If you think about it’s a bit like a sham link, in which when created is assigned to area0

Lasty apologes for the last post I have issue with my CCO account as such I seem to have duplicate CSC profiles which sometimes get mixed up.

Please rate and mark as an accepted solution if you have found any of the information provided useful.
This then could assist others on these forums to find a valuable answer and broadens the community’s global network.

Kind Regards
Paul

ITGuy118 · ‎07-27-2022

So your suggestion makes sense! I’m just wondering what would happen if Site 2 gets disconnected from the MPLS, then Site 2 and Site 5 would loose connection to Area 0. Wouldn’t this be a problem since the OSPF rules state that everything must pass through Area 0? Would Site2 and5 still be able to access Sites 1, 3 and 4? Through the Area 1 connection?

MHM Cisco World · ‎07-27-2022

please see below comment

paul driver · ‎07-27-2022

Hello
Arh now that a bit different Site 2 to site 5 are in area 0 as such when the mpls uplink fails you then have a discontinuous BB as such site will redirect to towards site5!

Please rate and mark as an accepted solution if you have found any of the information provided useful.
This then could assist others on these forums to find a valuable answer and broadens the community’s global network.

Kind Regards
Paul

MHM Cisco World · ‎07-27-2022

how OPSF prefer the E1/E2 over O IA ?
the BB or non-BB is use as tie breaker in case it receive two O IA.
here one is E1/E2, and that the issue
he must solve the E1/E2 and then go to make Interconnect less prefer than MPLS.

paul driver · ‎07-27-2022

Hello
Now the OP has shared the ospf area between siteb2 -5 then this is a problem, as when the site 2 mpls fail the BB becomes split as such not only will site 2 subnets will be isolated but it will also point towards site 5.

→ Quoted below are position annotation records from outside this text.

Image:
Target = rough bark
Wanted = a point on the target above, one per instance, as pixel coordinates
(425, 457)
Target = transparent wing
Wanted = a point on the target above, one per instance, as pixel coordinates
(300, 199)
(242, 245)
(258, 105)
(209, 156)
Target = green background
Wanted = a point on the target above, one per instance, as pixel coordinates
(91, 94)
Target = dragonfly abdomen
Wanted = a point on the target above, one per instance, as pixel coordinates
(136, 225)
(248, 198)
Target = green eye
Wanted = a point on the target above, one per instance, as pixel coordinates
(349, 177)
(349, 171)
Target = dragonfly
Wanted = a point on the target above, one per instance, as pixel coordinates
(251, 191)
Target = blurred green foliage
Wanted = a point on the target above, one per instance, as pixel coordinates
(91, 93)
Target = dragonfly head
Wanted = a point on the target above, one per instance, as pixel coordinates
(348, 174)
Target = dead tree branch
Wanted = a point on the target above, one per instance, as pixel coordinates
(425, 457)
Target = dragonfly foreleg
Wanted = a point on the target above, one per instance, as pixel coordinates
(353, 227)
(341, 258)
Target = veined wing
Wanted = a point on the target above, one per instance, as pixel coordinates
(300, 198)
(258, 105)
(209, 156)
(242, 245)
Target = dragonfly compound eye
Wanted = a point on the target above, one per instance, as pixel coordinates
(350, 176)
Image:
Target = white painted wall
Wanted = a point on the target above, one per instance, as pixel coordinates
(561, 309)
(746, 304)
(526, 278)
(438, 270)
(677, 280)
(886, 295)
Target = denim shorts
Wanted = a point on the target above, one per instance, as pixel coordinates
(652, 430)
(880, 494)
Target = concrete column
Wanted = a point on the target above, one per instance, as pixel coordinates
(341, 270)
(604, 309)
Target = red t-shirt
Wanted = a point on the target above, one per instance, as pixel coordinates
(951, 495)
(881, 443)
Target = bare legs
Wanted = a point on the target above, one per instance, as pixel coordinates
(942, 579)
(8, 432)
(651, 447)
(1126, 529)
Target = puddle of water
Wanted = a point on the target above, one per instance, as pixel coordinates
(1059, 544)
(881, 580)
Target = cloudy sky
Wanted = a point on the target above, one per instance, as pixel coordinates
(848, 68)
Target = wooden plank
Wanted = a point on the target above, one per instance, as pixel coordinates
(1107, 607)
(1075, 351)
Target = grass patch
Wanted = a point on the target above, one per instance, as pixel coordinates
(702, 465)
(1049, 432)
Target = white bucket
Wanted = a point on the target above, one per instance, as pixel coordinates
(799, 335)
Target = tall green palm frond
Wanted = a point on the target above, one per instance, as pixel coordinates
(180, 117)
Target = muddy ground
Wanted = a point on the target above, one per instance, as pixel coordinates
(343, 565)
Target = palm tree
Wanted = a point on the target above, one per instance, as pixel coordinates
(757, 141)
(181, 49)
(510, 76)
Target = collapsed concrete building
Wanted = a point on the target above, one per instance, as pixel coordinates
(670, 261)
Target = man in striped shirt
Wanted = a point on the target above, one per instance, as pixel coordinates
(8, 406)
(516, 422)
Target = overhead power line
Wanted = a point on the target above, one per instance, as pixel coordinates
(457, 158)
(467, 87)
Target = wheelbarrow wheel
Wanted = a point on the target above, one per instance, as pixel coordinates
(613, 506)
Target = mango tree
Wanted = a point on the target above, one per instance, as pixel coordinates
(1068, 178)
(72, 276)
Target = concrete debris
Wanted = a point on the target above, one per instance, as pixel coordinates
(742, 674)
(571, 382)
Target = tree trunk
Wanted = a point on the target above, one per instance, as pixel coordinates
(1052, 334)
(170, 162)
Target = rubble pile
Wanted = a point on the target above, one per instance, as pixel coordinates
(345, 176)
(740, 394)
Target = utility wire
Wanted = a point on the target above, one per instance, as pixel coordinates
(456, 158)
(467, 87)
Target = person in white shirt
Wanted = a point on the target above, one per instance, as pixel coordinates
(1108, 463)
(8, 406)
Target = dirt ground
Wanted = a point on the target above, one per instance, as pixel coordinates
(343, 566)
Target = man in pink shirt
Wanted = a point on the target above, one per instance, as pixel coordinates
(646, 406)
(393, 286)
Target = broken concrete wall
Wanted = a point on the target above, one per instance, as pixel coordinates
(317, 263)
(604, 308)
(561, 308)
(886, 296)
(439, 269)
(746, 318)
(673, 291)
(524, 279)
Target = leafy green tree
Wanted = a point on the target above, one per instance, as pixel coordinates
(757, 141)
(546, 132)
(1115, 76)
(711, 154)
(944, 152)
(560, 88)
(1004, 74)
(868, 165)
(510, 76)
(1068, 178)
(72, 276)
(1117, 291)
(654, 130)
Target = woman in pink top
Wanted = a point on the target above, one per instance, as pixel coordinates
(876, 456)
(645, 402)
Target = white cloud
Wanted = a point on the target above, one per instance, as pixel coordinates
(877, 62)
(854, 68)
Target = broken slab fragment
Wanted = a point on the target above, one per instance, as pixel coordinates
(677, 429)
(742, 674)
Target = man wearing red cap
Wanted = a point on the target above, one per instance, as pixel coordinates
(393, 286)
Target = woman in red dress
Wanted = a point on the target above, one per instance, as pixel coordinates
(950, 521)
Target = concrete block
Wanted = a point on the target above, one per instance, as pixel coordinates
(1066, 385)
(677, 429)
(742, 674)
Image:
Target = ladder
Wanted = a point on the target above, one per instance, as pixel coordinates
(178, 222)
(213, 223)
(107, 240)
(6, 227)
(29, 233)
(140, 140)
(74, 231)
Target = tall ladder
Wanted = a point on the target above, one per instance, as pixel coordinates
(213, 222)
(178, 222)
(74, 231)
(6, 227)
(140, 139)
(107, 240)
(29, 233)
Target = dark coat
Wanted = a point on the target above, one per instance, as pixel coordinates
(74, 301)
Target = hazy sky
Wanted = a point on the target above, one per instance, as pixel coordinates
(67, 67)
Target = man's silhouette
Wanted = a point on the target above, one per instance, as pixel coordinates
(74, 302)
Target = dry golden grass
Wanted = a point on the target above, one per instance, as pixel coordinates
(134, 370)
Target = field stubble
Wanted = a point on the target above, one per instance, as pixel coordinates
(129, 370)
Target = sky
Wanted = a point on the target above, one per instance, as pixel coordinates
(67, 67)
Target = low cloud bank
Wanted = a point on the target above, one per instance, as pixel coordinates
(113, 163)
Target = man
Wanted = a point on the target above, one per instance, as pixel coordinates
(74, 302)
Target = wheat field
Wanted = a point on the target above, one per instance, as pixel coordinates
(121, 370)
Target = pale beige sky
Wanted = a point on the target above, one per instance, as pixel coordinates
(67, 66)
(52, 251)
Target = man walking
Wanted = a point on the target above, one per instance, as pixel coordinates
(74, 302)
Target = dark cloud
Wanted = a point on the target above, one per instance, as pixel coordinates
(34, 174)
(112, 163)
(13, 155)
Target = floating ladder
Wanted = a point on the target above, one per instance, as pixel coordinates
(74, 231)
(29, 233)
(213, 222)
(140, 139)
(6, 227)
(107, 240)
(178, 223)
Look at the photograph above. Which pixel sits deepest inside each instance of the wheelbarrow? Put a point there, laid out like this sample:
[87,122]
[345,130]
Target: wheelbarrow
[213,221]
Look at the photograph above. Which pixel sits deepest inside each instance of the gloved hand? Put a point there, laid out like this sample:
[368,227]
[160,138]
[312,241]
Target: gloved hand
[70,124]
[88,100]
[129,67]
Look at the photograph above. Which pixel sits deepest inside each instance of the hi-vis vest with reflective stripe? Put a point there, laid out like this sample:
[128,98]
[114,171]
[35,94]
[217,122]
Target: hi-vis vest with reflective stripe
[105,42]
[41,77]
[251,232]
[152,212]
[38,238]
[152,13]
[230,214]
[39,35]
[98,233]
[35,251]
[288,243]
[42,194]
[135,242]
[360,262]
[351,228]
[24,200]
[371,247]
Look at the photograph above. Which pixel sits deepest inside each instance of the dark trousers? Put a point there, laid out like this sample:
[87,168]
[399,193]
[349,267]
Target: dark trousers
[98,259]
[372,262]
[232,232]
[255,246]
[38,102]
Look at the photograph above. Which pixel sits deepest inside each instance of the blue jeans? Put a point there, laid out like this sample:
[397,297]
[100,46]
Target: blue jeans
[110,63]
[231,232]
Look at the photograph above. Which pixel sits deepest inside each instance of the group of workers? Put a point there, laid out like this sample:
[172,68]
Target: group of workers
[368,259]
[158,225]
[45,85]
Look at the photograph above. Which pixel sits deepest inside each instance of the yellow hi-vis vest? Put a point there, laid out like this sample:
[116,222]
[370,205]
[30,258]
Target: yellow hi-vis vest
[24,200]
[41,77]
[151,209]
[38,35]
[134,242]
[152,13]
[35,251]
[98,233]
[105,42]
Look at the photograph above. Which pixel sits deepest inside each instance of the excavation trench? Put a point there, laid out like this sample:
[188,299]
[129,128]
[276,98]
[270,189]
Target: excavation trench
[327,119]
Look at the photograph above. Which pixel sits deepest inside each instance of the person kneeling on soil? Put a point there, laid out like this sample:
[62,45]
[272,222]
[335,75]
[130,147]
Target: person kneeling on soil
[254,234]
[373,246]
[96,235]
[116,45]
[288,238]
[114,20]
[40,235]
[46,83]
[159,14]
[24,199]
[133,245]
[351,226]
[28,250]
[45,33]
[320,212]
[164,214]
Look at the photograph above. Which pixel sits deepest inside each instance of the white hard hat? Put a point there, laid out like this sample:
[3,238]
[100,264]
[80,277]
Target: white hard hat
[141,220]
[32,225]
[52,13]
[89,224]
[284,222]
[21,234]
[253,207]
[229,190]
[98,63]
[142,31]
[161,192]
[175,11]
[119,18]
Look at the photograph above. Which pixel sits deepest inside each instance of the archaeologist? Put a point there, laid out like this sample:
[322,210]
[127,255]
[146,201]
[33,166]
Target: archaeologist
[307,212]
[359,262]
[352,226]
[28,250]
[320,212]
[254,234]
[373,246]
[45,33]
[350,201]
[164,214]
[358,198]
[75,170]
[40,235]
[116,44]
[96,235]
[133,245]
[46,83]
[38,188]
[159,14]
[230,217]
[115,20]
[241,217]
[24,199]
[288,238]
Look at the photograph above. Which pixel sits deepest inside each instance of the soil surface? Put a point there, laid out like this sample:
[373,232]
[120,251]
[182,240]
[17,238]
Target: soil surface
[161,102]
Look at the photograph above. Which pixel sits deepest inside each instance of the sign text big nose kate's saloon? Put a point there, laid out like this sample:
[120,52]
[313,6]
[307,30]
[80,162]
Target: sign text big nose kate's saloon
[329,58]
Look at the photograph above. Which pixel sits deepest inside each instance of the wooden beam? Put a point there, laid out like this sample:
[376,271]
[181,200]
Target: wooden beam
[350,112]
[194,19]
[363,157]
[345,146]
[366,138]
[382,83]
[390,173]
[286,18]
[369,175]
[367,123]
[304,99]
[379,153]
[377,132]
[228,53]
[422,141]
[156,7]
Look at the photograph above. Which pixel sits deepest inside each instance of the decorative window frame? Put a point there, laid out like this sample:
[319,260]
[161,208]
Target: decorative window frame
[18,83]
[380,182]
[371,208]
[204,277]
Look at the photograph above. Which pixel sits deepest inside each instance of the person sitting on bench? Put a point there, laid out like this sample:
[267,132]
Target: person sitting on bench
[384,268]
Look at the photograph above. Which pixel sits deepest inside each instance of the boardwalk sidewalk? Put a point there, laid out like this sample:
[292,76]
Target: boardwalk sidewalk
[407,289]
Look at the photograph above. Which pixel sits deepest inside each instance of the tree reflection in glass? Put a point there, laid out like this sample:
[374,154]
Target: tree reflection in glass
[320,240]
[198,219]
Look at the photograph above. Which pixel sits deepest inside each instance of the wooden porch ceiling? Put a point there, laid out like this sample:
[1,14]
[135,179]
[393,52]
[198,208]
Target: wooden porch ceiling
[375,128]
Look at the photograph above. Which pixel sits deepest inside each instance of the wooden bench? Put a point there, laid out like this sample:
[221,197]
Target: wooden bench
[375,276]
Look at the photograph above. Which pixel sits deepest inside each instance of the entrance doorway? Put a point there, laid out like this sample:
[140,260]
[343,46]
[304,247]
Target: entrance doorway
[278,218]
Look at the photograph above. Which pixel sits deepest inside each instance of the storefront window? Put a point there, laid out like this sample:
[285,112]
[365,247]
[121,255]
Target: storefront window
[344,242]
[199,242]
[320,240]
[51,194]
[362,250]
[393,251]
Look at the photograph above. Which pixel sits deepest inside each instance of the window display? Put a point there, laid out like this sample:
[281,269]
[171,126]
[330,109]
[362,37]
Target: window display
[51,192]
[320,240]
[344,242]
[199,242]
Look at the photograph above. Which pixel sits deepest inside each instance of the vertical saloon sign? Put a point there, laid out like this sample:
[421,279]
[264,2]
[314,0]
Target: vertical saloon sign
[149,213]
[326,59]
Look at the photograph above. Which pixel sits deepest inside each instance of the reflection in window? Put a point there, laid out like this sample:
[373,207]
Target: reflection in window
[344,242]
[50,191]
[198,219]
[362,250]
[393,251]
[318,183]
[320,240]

Please rate and mark as an accepted solution if you have found any of the information provided useful.
This then could assist others on these forums to find a valuable answer and broadens the community’s global network.

Kind Regards
Paul

MHM Cisco World · ‎07-27-2022

get your point @paul driver
I will correct it and find solution.
what was issue with my first solution is when MPLS is down I face the split area 0 issue and it can solve with virtual-link.
but he mention without VL and also I dont link VL in OSPF.

MHM Cisco World · ‎07-27-2022

using GRE tunnel between two Site,
use the tunnel source as link direct connect to MPLS
use the tunnel destination the prefix learn from MPLS
here each site have two O one through GRE and other through direct interconnect,
by config the direct interconnect cost high than GRE the traffic will pass through MPLS.